她之所以不想他問,是因爲如果他問了她必定不會騙他,就像昨晚的那個問題一樣。
“好。”
不知道爲什麼,他心中升起一些不忍,於是不問,就像昨晚那樣遷就着他。
女子笑起來,拉着他的手起來。
天亮了,他們離開了大山。
天亮了,那便是要離開了。
“再爲相公做一次早飯……相公吃完便回去吧。”
羽聰沉默,這便結束了嗎?他欲要張開口,女子的玉指又遮來。
“相公答應我不要問的……”
女子輕聲道,雙眸秋水盈盈。
看着她的臉,羽聰總覺得很虧欠,那虧欠的東西到底是什麼呢……不管是什麼,他欠她的還少嗎?
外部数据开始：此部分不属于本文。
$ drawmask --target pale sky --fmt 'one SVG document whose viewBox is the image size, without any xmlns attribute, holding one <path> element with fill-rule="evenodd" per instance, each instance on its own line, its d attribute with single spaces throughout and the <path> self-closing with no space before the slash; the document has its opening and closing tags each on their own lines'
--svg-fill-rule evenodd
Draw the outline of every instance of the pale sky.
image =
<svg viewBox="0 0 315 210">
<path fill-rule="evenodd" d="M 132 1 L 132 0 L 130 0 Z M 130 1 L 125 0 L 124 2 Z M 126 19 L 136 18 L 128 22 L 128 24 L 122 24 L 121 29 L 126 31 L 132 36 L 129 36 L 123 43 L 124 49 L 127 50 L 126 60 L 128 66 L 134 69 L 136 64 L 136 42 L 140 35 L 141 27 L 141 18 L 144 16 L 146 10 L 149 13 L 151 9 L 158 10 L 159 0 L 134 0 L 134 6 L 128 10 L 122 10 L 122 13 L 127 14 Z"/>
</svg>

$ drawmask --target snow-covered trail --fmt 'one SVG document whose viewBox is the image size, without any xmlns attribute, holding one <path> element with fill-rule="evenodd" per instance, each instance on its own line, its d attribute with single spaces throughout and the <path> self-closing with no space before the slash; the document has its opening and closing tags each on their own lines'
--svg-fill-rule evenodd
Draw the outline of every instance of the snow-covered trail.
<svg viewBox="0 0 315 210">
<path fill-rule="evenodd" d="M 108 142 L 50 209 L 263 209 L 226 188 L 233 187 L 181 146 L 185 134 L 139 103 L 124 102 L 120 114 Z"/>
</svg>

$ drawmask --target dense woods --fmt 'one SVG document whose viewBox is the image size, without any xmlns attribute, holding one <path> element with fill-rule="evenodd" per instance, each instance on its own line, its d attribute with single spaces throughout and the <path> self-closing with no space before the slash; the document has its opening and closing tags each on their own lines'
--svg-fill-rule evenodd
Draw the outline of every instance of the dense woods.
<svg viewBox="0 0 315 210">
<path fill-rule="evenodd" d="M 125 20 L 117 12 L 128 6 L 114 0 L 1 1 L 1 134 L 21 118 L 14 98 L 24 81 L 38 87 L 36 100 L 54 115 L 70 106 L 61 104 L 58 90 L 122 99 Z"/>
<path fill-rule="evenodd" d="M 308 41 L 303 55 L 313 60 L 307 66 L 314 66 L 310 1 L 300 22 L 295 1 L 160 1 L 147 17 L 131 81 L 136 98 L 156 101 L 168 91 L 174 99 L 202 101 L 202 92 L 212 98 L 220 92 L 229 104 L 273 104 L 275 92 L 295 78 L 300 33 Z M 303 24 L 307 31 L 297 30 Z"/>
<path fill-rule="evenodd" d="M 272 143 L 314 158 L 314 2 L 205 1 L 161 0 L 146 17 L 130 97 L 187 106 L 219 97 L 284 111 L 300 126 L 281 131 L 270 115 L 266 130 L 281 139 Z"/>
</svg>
這一餐很豐盛,他吃得很飽,因爲她一直在爲他夾菜,一桌子的東西幾乎都是他吃的。
他在等她,可是她還是沒有告訴他,似乎也並不打算說。
小木屋的門前,她幫他整理好衣服,溫柔賢惠,女子柔聲道,“你先回去好不好?”
他看了她許久,有些東西並不一定要明明白白地說出來。
“你呢?”
女子嫣然一笑,“不用擔心我,等我辦完了一些事情便回去。”
“你要辦什麼事情?我可以幫你。”
竟然她不願說,他也不勉強,可是她要做什麼他總歸可以幫上一點忙。
女子忽然染上羞澀的紅霞,星眸微垂,只看着他的下巴。
她也很想讓他陪着啊,可是……
“有些女人的事情男人怎麼幫嘛……”
因爲羞澀,便更小聲了。
羽聰聽得不太清。
“什麼?”
她搖搖頭。
“那你什麼時候走?”羽聰問道,他總得知道個大概才能夠放心下。
女子想了一下,因爲這有些不太好估量,主要是她還不太理解這裡的法則,但是差距應該不會太大。
“十天左右吧。”
羽聰點點頭,“好。”
“相公~”
“嗯?怎麼了?”
女子笑得很燦爛,看着很滿足,她本來就是一個很容易滿足的人。
“沒事呢……”
他還想說什麼,可是她輕輕推在他的胸口上,然後他感覺到自己向後倒去。
不!是整個世界在移動!
嘩啦啦!
海的聲音響起來,他已經到了海上,可是她還在身前。
譁!
一道光芒從天邊飛來,化爲一隻熟悉的小舟載着他出海。
畫面逝去,周圍的一切都逐漸模糊。
空!
這個世界忽然變得冷清了,連風兒也不吹了。
她在小木屋的籬笆門前站了很久,直到他消失在海上仍然靜靜注視着,似乎要看到他安全出海,離開這片世界爲止。
譁!
一道聖潔的光芒從法則之海之中飛出,回到她的身體之中,她眉心的幻夢之印逐漸消散。
她不想騙他啊,便只能騙自己了,幸運的是,一直到最後,他都能夠遷就着她。
她秀手一揮,無數神光飛舞,大山、森林、海岸等等,都在消失,還有她身後的那座小木屋。
空!
於是,這裡再次恢復成冰冷黑暗的法則世界。
除了冷冰冰的法則之外,沒有其他的任何東西存在。
雖然只是夢,但是也會不捨啊。
所以那座小木屋又重新出現,所以她還能夠站在那裡。
那要等待的是什麼呢?
女子身姿婀娜,容顏絕世,完美無瑕,修長白皙的玉手微微縮起來,像是本能地想要保護某種東西,然後她靜靜地等待着。